Joaquin Castrillo, Chief Financial Officer, Evotec: Thank you, Mac, and good afternoon, everyone. Turning to slide eight, I’ll start with a review of our second quarter results. Total revenue for the quarter was $229,600,000 up approximately 8% compared to the prior year quarter, reflecting strong organic growth across all of the company segments and the contribution from acquisitions completed in the 2024. Constant currency revenue was up 10% in the quarter with most of the headwind coming from the Brazilian real. Adjusted EBITDA for the quarter was 92,600,000.0 up approximately 8% from last year with a margin of 40.3, a decrease of 30 basis points from a year ago, but in line with our expectations.
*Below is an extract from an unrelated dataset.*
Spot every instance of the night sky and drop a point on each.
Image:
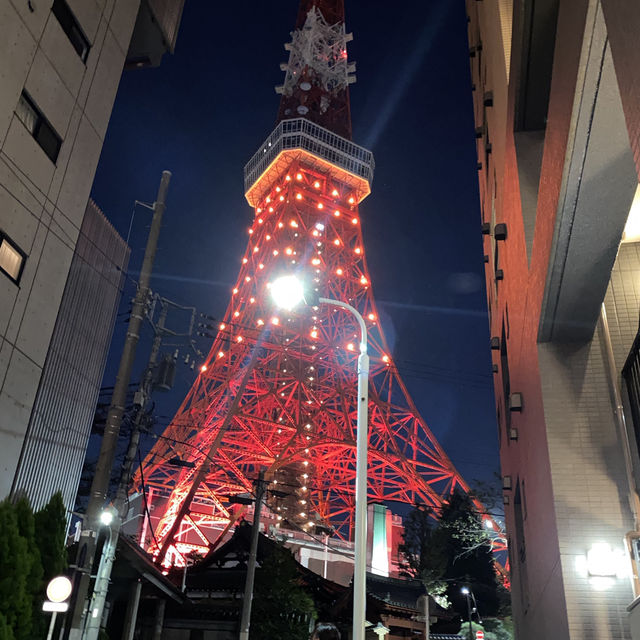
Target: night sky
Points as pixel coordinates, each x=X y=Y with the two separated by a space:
x=206 y=109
The decline was mainly a result of last year’s margin being positively impacted by highly accretive one time revenues in our Business Solutions segment. Adjusted net income was $57,700,000 an increase of approximately 7% year over year driven by the growth in adjusted EBITDA and lower cash interest expense, a function of the lower sulfur rates in comparison to the prior year and the effect of the Term Loan B repricing efforts executed last year. This was partially offset by a higher tax expense with our effective tax rate for the quarter coming in at 7.1% and higher operating depreciation and amortization expense. As expected, our effective tax rate has been increasing slightly as we find ways to lower our interest expense, which drives certain tax efficiencies and also as our EBITDA in LatAm and higher tax jurisdictions continues to grow. Adjusted EPS was $0.89 an increase of approximately 7% from the prior year driven by higher adjusted net income.
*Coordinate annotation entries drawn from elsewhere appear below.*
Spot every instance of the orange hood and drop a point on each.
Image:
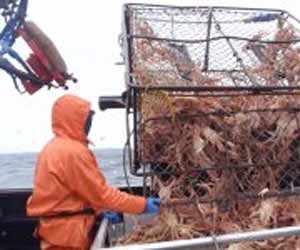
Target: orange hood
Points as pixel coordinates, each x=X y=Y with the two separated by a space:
x=69 y=114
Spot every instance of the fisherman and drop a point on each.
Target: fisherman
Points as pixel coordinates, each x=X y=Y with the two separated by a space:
x=69 y=185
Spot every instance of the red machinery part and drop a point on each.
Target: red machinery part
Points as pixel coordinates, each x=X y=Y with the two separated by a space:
x=46 y=61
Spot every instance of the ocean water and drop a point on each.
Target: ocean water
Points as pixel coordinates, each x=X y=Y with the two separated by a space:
x=17 y=170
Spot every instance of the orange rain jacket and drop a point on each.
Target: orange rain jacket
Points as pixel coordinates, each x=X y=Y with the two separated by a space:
x=67 y=178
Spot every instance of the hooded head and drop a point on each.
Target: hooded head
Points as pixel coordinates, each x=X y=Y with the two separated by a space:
x=69 y=117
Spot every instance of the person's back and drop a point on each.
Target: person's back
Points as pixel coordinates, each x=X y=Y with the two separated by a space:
x=68 y=181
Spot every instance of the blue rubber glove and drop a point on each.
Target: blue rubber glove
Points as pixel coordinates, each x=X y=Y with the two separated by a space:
x=113 y=217
x=152 y=206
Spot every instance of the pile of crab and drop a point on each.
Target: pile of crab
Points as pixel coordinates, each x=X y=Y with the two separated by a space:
x=222 y=163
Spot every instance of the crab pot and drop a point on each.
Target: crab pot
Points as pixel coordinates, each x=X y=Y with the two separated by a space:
x=215 y=111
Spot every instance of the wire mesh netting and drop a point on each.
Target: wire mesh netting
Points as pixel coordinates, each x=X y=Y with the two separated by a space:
x=223 y=158
x=212 y=47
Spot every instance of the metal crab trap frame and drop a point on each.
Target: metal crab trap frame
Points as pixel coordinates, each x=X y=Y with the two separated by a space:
x=213 y=103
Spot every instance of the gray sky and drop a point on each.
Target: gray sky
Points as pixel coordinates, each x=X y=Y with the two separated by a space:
x=86 y=33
Moving to Slide nine, I will now cover our second quarter results by segment beginning with Merchant Acquiring. Net revenue increased approximately 4% year over year to $47,300,000 as we continue to see benefits from a higher spread and positive sales volume growth. As discussed in previous calls, we have now anniversaried most of the pricing initiatives implemented in the prior year. We also saw lower gas prices this past quarter, which impacted sales volume growth negatively, but this was offset by an increase in government related payments related to tax returns. Adjusted EBITDA for the segment was $20,000,000 with an adjusted EBITDA margin of 42.3%, an increase of approximately 200 basis points from the previous year as we drive revenue growth through improvements in spread.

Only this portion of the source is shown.